Kış gelmeden, evlerimize, paltolarımıza girmeden..

Sonbahar mevsimiyle şöyle yan yana oturup konuşmalıyız.

Yazdan kalan ne kadar mahzun, kederli, neşeli hallerimiz,

Sabır, şükre dayalı dualarımız varsa...

Söylemeliyiz...

Kışı ancak atlatabiliriz.

Bir çay söylemeli, olan biteni anlama, derleyip toparlanma fikrimizi açmalıyız.

Sonbaharın bilgeliğinde soluklanıp, kuzinenin yanı dibinde,

Kendini yenilemenin, nefsi dizginlemenin, ektiğimizi biçmenin dansına şahitlikle; sonbahar etmeliyiz...

"Gitme, sonbahar oluyorum, sonrası hiç

sularda çimdik, bitti, köprüleri geçtik bitti

elmanın tadı orda, o kuş çoktan öttü, bitti

Artık çocuk değiliz, susarak da bir şeyler diyebiliriz...

XXX

Sonbahar mevsimi geldiğinde aklıma hikaye yazmak, anılarımı kaleme almak gelir.

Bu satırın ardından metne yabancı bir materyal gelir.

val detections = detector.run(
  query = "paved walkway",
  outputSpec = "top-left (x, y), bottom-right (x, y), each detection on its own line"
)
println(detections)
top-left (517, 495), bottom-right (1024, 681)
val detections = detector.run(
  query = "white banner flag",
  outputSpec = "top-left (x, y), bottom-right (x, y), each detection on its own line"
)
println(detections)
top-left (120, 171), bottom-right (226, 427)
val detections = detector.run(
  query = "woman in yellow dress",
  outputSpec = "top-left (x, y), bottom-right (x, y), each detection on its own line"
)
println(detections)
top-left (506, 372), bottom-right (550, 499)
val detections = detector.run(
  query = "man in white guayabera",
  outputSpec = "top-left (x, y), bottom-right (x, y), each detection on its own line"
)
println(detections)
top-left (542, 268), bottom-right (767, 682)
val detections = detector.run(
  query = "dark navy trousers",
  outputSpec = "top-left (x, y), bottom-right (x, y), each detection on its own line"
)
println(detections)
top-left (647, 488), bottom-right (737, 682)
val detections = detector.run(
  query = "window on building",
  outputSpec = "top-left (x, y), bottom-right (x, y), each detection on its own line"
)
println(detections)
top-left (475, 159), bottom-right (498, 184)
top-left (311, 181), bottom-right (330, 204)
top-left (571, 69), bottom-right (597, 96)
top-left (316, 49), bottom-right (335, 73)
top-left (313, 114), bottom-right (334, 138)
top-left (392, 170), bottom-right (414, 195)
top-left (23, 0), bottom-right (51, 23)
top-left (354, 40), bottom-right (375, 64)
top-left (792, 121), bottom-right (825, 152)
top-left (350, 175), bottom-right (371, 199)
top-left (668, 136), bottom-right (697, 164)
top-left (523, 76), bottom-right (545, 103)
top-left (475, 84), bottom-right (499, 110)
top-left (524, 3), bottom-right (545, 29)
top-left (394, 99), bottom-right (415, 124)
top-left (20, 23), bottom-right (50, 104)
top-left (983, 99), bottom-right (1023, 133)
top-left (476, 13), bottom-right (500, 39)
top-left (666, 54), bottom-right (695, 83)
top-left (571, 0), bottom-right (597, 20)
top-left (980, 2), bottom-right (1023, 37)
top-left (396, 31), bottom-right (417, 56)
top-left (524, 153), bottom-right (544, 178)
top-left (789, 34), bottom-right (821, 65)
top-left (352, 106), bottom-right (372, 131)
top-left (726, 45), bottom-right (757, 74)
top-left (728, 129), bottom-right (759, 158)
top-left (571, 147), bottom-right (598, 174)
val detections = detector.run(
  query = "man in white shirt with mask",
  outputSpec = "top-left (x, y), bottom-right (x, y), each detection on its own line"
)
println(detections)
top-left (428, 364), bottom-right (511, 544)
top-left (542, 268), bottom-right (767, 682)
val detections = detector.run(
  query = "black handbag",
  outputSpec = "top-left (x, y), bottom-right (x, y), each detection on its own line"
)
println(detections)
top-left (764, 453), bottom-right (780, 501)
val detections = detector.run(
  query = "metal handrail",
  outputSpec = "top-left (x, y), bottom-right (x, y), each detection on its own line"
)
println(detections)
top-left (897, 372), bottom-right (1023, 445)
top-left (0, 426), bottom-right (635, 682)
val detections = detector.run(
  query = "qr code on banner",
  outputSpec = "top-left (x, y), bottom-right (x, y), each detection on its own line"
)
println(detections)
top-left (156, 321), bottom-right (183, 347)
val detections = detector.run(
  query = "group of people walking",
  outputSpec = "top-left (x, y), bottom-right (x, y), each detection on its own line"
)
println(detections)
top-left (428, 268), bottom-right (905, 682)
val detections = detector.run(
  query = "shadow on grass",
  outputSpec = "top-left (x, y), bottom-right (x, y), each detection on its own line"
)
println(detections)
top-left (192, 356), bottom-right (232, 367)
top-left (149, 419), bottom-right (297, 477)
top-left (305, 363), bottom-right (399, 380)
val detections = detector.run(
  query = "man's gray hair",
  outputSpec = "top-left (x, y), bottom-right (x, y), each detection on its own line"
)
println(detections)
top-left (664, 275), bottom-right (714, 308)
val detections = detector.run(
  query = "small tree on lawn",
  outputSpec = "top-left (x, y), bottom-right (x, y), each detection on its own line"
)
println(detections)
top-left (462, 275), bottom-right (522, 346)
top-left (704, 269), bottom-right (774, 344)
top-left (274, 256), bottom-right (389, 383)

Fırsat bulduğumda yazar, bir kenarda biriktirir, deneme mahiyetinde karalamaya çalışırım.

Şöyle bi şey!!

Yine sonbahardı ama eylüldü.

Ekim fırsat kolluyor, ben rastgele olta sallıyordum.

Uzun bir gündü ve tüm gün balık tutmak için dereleri turmuş, müthiş yorulmuştum.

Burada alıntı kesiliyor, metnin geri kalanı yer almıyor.